Durham was nearly 20 years into her teaching career when her mentor and friend Clinton (Jake) Brown, a former adjunct professor with Campbell’s School of Education, encouraged her to attend graduate school and teach at the college level. He told her: “Mary Ellen, You want your students to enjoy, understand and engage in science, and have a good learning experience. Have you ever thought that maybe you’re going about it in a too small of a way? What if you helped other teachers give kids a better science experience? Then you would be working exponentially.”

Durham went on to earn a master’s from Grand Valley State University in sciences and differential education and a Ph.D. from North Carolina State University in science education with a concentration in interdisciplinary studies. She taught at Grand Valley State, Wesleyan College and N.C. State before joining Campbell 16 years ago. As a professor of education, she said she has tried to help future science educators “find ways to use their talents to teach well and to improve the lives of the children they come in contact with.”

She retired from Campbell in May 2013 but continues to serve as an adjunct instructor in the School of Education. She also remains active with the NCSTA as a member of the board and continues to conduct research related to both education and the sciences. Those projects include a longitudinal ecological study looking at the impact of human activity on streams and estuaries along the Eastern Coast of the United States, and educational research focusing on classroom dialogue, particularly on how teachers answer student questions.

“Answering student questions well is critical to the learning process,” Durham said. “When students ask questions about something they are learning, they are actually expressing intellectual interests and needs.

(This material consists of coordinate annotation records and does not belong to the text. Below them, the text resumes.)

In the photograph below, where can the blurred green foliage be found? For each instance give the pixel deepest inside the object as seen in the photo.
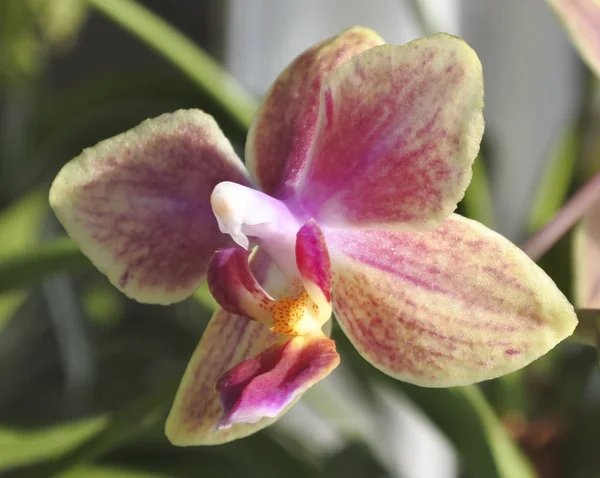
(87, 376)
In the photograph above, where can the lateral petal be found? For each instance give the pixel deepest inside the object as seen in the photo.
(138, 204)
(399, 128)
(451, 306)
(582, 21)
(228, 340)
(266, 384)
(283, 128)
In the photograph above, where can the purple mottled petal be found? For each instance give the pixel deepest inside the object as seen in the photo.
(586, 260)
(582, 21)
(266, 384)
(314, 264)
(233, 286)
(399, 128)
(450, 306)
(283, 128)
(138, 204)
(228, 340)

How the teacher responds can either hinder or enhance student understanding.

“Everyone assumes that teachers do an extremely good job of asking questions; and in fact, we teach individuals how to ask questions,” she added. “What we don’t do is teach teachers how to answer student questions.”

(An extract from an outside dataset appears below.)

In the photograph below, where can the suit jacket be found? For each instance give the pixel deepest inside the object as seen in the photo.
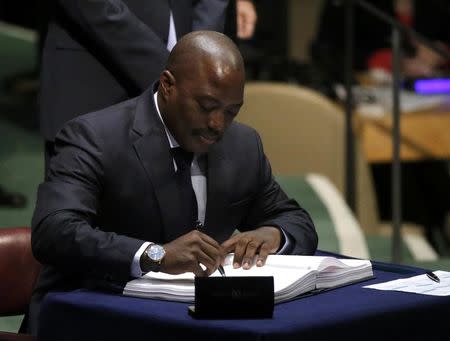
(111, 187)
(98, 53)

In fact, she added, when students ask a question, nine out of 10 times teachers don’t answer the question; instead, they refer students to another resource because they are pressed for time. “With my research,” Durham said, “I’m focusing on how we can help teachers get through the lesson but seize teachable moments.”

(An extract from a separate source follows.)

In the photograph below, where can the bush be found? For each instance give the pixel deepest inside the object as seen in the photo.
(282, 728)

Durham had a teachable moment herself this past fall. She took one of the classes she teaches at Campbell to Pilot Mountain for a geology study. She was walking a trail with several students when one of them suddenly stopped and said, “Gosh, Dr. Durham, isn’t this incredible?”

The student went over to a rock, ran her hand across it, and said: “I can see it. I can feel what has happened here. Was it caused by water?” The student, while standing on the top of a mountain, had discovered several colored layers in the rock formation that provided evidence that the area had once been subject to soil build up and erosion due to the wave action of an ancient inland sea. Durham thought to herself: “Well, Mary Ellen, this is what you’re supposed to do. You’re supposed to provide experiences for your students that create a need for information and a desire to know.”

When the NCSTA presented Durham with the Vi Hunsucker Award in November, she was surrounded by current and former students, many of whom she taught at Campbell. Also present were many science educators and colleagues, several who have also been her mentors, including Brown. That made receiving NCSTA’s highest honor even more special, Durham said.

“It was a wonderful experience to be able to share this award with the people who have sat in my classroom,” she said. “I’m profoundly blessed [to be a teacher] because it gives me the best of everything. I am able to work with children. I am able to work with teachers. I am able to engage in my science. I am able to travel the world. I am published. I have wonderful colleagues and I have been able to raise and enjoy my family.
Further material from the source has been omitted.